Hartford, Middlesex, New Haven, and New London counties now exceed the U.S. Centers for Disease Control and Prevention’s high transmission threshold for COVID-19—more than 100 weekly cases per 100,000 residents, or a positivity rate of 10% or higher.
The CDC issued guidance July 27 recommending that vaccinated people in areas with substantial or high transmission rates wear face masks indoors to lower the risk of transmitting COVID-19.
Only unvaccinated people in Connecticut were previously required to wear masks in public indoor places, with masks required for everyone in high-risk settings such as healthcare facilities or public transit.
Fairfield, Litchfield, New London, Tolland, and Windham counties all have substantial transmission—50 weekly cases per 100,000 residents, or an 8%-9.99% positivity rate.
New Haven’s mask mandate took effect Aug. 9. Hartford and Bridgeport’s mandates were effective Aug. 11, followed by Aug. 12 for Stamford, Aug. 13 for Norwalk, and Aug. 15 for Danbury.
Stamford will also require masks at outdoor gatherings of more than 100 people.
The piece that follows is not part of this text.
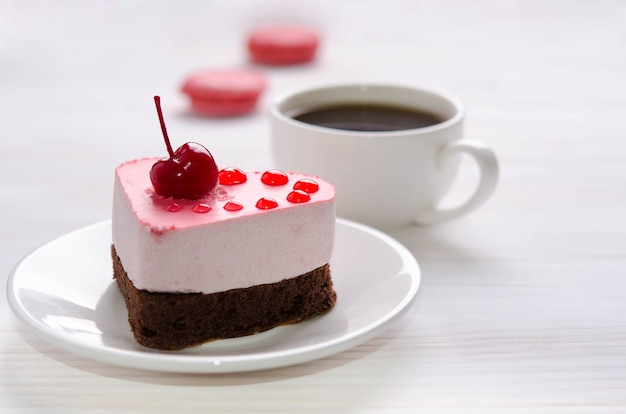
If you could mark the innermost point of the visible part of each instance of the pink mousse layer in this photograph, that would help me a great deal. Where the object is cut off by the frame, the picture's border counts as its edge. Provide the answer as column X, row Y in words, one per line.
column 169, row 245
Hartford has one of the highest positivity rates in the state and one of the lowest vaccination rates, prompting mayor Luke Bronin to implement a mask mandate.
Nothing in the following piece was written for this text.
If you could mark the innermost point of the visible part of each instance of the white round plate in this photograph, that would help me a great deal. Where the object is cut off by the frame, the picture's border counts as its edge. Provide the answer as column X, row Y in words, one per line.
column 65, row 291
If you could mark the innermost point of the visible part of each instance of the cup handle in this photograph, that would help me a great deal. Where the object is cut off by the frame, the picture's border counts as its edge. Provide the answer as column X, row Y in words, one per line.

“The Delta variant is out in our community, it is highly transmissible, and it is affecting younger people as well,” he said.
“So we are particularly conscious at this moment when we are just a few weeks away from the start of school that our number one priority is to slow the spread of this variant.”
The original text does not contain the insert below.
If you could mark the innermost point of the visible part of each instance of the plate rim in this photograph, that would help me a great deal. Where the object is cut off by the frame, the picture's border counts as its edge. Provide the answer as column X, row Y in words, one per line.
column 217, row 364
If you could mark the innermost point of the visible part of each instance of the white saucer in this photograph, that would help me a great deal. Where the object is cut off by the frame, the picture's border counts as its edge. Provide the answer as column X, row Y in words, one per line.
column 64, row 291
Lamont issued an executive order Aug. 6 requiring that workers at nursing homes, residential care homes, assisted living facilities and other long-term care facilities get vaccinated by Sept. 7 or their workplaces will face daily $20,000 fines.
Vaccination rates in Stamford and Norwalk are higher than in most Connecticut cities, although both have registered significant increases in cases.
The CDC says that while COVID-19 cases and deaths declined since a January 2021 peak—due in part to increased vaccination coverage—cases increased nationally by 300% between mid-June and late July, with subsequent increases in hospitalizations and deaths.
The agency says the highly transmissible Delta variant of the virus is driving that surge in cases, noting that all available vaccines in the U.S. offer high levels of protection against severe illness and death.
However, vaccinations have slowed nationally, with wide disparities among states, leaving unvaccinated people at “substantial risk for infection, severe illness, and death, especially in areas where the level of SARS-CoV-2 community transmission is high.”
Connecticut is among the leading states for vaccinations, with 64% of all residents fully vaccinated and over 80% of the eligible population with at least one vaccine dose.
‘Safe and Effective’
CBIA president and CEO Chris DiPentima urged employers to continue educating employees about the importance of getting vaccinated to stop transmission of COVID-19.
“Science has shown us that the COVID-19 vaccines are safe and effective and are key to ending this public health crisis,” DiPentima said. “The more people who are vaccinated, the better the chances of shutting down transmission of the virus.
“We cannot rebuild Connecticut’s economy without properly addressing COVID-19 and I urge employers to continue promoting vaccinations and educating their employees about the importance of getting vaccinated.”
The surge in COVID-19 cases has led to several major Connecticut employers, including Travelers and The Hartford, delaying scheduled office returns for tens of thousands of employees.
The new CDC guidelines also recommend universal indoor mask wearing for all teachers, staff, students, and visitors to schools, regardless of vaccination status.